Dass Massenüberwachung geeignet ist, zur Verhütung oder Aufklärung von Straftaten beizutragen, wird oft postuliert, ist aber nicht erwiesen und wird auch selten mit Argumenten begründet. Auch in Ländern, in denen es seit vielen Jahren Massenüberwachung gibt, werden nicht mehr Terroranschläge und Verbrechen verhindert oder aufgeklärt. Im Gegenteil – hochrangige Beamte von Geheimdiensten erzählen vielmehr von der Erfahrung, dass zu viele Daten die Analyse schwieriger machen.

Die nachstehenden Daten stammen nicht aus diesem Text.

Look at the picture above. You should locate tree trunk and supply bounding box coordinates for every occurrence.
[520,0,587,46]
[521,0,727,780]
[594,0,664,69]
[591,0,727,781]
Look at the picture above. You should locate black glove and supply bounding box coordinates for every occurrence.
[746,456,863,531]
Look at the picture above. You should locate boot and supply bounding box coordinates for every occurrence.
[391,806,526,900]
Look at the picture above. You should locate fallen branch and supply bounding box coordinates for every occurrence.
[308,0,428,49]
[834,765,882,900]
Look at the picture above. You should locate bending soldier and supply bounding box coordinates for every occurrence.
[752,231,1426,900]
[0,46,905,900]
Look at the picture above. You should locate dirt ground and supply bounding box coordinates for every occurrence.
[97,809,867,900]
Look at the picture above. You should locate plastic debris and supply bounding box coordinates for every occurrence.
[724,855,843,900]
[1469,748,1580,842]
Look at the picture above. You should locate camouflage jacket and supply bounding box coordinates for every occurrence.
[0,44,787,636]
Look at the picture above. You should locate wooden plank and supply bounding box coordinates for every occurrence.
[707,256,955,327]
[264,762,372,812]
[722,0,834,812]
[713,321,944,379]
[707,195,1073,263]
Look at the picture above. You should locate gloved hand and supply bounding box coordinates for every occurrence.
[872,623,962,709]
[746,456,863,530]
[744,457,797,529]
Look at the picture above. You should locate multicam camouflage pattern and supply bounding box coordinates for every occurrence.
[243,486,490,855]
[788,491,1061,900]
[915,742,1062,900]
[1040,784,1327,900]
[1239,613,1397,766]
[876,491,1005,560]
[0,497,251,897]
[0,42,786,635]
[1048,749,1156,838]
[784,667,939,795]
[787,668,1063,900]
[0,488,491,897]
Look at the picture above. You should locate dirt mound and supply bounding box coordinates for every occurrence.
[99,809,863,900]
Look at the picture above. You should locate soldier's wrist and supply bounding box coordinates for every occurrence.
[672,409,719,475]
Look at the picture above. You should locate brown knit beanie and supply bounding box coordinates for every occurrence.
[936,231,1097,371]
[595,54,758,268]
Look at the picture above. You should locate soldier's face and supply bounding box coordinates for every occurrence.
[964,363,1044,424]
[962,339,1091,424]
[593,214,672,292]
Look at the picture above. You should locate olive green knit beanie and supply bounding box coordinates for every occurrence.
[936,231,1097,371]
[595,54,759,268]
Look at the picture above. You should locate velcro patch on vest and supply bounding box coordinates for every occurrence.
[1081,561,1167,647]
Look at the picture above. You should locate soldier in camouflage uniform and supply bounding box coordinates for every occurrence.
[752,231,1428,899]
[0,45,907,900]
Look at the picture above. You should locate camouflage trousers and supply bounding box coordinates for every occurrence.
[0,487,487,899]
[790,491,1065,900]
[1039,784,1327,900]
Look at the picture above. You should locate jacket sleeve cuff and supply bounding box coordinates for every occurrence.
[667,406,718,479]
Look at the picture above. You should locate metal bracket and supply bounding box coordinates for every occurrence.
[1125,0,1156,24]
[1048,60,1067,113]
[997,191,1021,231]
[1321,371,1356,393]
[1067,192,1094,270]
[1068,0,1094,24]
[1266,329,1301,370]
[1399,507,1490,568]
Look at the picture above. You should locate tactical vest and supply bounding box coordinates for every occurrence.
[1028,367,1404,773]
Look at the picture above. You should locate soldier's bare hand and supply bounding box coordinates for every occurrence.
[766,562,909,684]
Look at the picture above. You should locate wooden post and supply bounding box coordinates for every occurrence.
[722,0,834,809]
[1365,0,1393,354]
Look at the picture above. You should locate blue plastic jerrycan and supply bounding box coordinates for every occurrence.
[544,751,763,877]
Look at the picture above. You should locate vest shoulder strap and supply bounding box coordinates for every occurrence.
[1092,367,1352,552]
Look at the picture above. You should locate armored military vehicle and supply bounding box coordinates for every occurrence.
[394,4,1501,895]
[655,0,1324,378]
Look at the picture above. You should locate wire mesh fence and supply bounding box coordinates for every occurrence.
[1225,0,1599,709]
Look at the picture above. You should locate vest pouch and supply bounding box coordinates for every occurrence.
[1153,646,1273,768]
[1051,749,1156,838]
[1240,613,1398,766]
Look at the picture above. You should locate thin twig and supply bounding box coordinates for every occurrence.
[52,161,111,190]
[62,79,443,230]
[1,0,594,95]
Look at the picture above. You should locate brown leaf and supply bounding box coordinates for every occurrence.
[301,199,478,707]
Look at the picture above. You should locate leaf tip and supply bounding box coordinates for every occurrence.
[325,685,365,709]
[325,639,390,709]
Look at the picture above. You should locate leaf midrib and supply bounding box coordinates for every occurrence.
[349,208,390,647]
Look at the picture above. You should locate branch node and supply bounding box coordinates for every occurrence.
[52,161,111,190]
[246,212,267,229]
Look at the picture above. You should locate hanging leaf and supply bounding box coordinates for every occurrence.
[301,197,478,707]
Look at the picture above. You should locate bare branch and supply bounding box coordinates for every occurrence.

Diskriminierung durch intransparente Algorithmen

Der Gefahr von Diskriminierung und automatisierten Fehlinterpretationen von Daten wird nicht ausreichend begegnet. Wenn ein personenbezogener Datensatz bestimmten Kriterien entspricht, gilt das als „Treffer“. Das Gesetz schließt nicht eindeutig aus, dass Personen (zu Unrecht) nur aufgrund von Algorithmen als Verdächtige auf Listen landen, die an Polizeibehörden anderer Länder weitergegeben werden.

Diskriminierende Merkmale dürfen zwar nicht Teil der Kriterien sein, nach denen gesucht wird, Algorithmen verschleiern aber oftmals die Verwendung solcher sensibler Merkmale, indem sie stattdessen auf Platzhaltern aufbauen, wie z.B. die Essensauswahl im Flugzeug als Platzhalter für die Religion.

Wenn die verwendeten Algorithmen nicht offengelegt werden, ist es außerdem unmöglich, sie zu überprüfen. Wenn Entscheidungen (z. B. über das Setzen von Überwachungsmaßnahmen) von Algorithmen getroffen werden, ist diese Intransparenz ein schwerwiegendes demokratiepolitisches und rechtsstaatliches Problem.

Falsche Treffer

Bei Datensätzen von enormer Größe, wie es bei den Fluggastdaten der Fall ist, kommt es auch bei hoher Treffsicherheit zu einer großen Zahl an falschen Treffern („false positives“). Daran führt mathematisch kein Weg vorbei, weil man in einem sehr großen Datenset nach etwas sucht, das sehr selten ist. Alle Treffer, die algorithmisch entstehen, müssen nach der Richtlinie durch eine Person individuell überprüft werden. Dies soll z. B. durch einen Abgleich mit Daten aus anderen Datenbänken geschehen. Damit wird eine weitere Ermittlungshandlung gesetzt, die ausdrücklich auch Personen betrifft, gegen die kein begründeter Verdacht vorliegt, denn genau die sollen durch den Vorgang aussortiert werden. Man fängt also von hinten an: Alle werden überwacht, es gibt sehr viele Treffer, und von diesen müssen noch mehr händisch aussortiert werden.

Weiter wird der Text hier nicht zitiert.